April 10, 2000
NEW YORK, 10 April 2000—Seth Berkley, MD, president of the International AIDS Vaccine Initiative (IAVI), issued the following statement about the XIII International AIDS Conference (AIDS 2000), to be held in Durban, South Africa July 9-14, 2000.
"AIDS 2000 is the first international AIDS conference to be held in a developing country, where the issues surrounding this pandemic are immediate and real.
"More than 95% of new infections occur in developing countries. South Africa has been particularly hard hit. In KwaZulu Natal province, where the conference will be held, between 30% and 34% of all pregnant women are now infected with HIV.
"For the first time in history, conference organizers have gone out of their way to ensure that an international conference is firmly rooted in the issues that affect developing countries. These issues include access to life-saving drugs, strategies for preventing mother-to-child transmission, and the development of a safe and affordable AIDS vaccine.
"For this reason, we are concerned about reports that a handful of individuals are calling for a boycott of the conference because of certain statements by South African government officials. Such calls are irresponsible and wrong. Indeed, the conference provides an unparalleled opportunity to share information and shed light on the critical questions that confront us.
"This is not the time to undercut efforts to address developing country issues, particularly because the next two international conferences are scheduled to be held in industrialized countries.
"As an international organization created to ensure the development of safe, effective and accessible preventive AIDS vaccines, IAVI's mission depends upon open exchanges and collaboration among all interested parties, including governments, pharmaceutical companies, scientists, public health officials and members of affected communities. AIDS 2000 provides a unique forum for all such efforts.
"IAVI fully supports and applauds the efforts of Durban 2000's organizing committee in planning a conference in South Africa that addresses the critical scientific, political, social, economic and ethical issues we face. We believe this meeting can advance efforts to ensure scientific progress that truly benefits all the people of the world."
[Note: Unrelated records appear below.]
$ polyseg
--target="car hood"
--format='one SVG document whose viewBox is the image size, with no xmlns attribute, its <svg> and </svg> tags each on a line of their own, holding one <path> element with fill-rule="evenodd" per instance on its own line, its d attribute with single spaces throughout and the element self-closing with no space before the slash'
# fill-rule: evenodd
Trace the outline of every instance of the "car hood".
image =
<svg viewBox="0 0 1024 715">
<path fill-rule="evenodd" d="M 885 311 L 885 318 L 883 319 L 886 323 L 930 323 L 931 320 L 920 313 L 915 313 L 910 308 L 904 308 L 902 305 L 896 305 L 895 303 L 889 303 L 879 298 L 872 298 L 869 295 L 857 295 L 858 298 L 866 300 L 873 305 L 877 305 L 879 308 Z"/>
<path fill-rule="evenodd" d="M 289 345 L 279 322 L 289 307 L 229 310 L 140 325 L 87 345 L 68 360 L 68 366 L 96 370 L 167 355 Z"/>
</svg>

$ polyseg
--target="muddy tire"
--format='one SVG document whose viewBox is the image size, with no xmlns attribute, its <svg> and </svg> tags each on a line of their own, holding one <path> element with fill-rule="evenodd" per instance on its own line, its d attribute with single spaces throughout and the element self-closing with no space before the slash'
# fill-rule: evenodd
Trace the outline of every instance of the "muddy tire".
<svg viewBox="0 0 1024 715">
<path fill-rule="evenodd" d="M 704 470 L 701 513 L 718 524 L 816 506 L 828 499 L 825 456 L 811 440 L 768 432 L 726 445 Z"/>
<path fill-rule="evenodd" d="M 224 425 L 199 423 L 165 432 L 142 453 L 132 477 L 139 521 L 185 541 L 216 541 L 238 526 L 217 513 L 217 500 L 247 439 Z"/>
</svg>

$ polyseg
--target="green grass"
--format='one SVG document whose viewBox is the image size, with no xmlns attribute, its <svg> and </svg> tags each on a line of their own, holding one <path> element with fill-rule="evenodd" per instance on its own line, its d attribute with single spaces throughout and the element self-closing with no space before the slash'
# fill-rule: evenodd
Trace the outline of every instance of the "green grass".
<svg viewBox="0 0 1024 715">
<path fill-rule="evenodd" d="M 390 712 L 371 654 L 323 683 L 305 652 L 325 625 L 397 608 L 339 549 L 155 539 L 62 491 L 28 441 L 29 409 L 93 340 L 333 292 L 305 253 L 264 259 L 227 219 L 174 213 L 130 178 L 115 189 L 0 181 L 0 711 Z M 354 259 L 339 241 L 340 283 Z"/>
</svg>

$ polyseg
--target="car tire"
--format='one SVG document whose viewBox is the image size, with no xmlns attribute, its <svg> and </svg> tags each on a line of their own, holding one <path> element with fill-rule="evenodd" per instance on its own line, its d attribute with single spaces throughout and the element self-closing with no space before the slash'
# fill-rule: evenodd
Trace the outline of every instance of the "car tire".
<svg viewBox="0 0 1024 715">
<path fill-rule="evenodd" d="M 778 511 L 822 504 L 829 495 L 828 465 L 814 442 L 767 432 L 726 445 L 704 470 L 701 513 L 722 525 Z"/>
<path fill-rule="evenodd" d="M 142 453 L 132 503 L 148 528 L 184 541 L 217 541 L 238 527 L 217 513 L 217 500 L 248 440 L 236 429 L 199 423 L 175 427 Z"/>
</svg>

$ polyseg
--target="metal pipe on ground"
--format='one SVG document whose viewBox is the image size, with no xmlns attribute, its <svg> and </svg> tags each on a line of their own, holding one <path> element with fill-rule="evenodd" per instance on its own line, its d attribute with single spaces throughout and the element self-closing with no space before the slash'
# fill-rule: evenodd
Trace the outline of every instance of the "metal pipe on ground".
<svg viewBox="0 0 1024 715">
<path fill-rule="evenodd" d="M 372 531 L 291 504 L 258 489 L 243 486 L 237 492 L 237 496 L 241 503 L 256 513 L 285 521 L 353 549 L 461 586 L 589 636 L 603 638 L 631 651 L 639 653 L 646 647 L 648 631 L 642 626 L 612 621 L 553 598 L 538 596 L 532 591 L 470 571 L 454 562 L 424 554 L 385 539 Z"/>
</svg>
The International AIDS Vaccine Initiative is an international non-profit scientific organization founded in 1996 whose mission is to ensure the development of safe, effective, accessible, preventive HIV vaccines for use throughout the world. IAVI's work focuses on three areas: accelerating scientific progress, mobilizing support through advocacy and education, and encouraging industrial involvement in AIDS vaccine development. Its major funders include the governments of the United Kingdom and the Netherlands, the World Bank, and the Gates, Rockefeller, Sloan and Starr Foundations.